/ DATA ENGINEERING

Effecient joins on array columns - Apache Spark

A Peculiar Situation


A few weeks back at work, I came across a peculiar problem which goes something like this. Within one of the workloads, I had to join two tables in Spark with one table having the join column of the type Array.

The tables were moderate in size, while trying to process the workload I noticed Spark was preparing to run around 200000 tasks and the whole workload took close to 2 hours to complete. This situation was puzzling to me. Why would Spark want to create so many tasks for moderately sized workloads.

I opened up Spark UI and right there I could see a stage displaying a logical plan involving a Cartesian Product while resolving the join within the stage.
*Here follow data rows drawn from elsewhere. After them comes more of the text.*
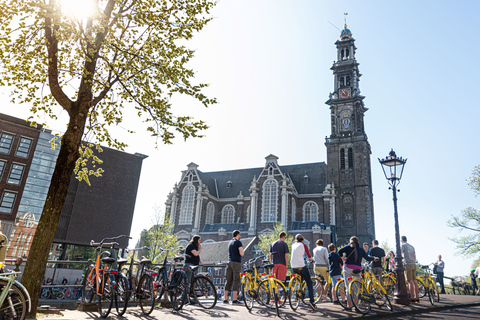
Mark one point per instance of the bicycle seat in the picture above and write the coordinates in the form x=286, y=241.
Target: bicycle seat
x=108, y=260
x=178, y=258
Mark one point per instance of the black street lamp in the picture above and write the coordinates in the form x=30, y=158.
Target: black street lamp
x=393, y=169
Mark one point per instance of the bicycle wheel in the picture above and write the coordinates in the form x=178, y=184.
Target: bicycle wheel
x=60, y=294
x=248, y=297
x=178, y=290
x=388, y=304
x=88, y=286
x=341, y=293
x=161, y=289
x=379, y=292
x=435, y=291
x=204, y=292
x=357, y=295
x=422, y=291
x=146, y=294
x=121, y=294
x=389, y=284
x=277, y=308
x=105, y=298
x=294, y=295
x=19, y=303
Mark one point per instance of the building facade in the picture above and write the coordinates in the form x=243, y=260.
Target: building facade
x=103, y=209
x=332, y=200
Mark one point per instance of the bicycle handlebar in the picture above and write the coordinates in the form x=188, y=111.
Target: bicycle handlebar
x=93, y=243
x=104, y=243
x=138, y=249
Okay, Why would there be a Cartesian Product within the logical plan? Maybe something to do with my join condition containing array_contains.

Investigating further (multiple google searches) got me toa JIRA link on Apache Spark. So apparently, if you choose to use array_contains within the join, a cartesian product will appear in your logical plan against the join, this is due to the way array_contains transformation is implemented at the Optimizer level.

Thanks to Nikolas Vanderhoof, if you manually apply the optimization as follows. A join like this:


left.join(
  right,
  array_contains(left("arr"), right("value")) // Cartesian product in logical plan
)

will produce the same results as:


{
  val leftPrime = left.withColumn("exploded_arr", explode(col("arr")))

  leftPrime.join(
    right,
    leftPrime("exploded_arr") === right("value") // Fast equijoin
  ).drop("exploded_arr").distinct
}

Spark would use an equijoin and my workload execution time reduced from 2 hours to 5 mins.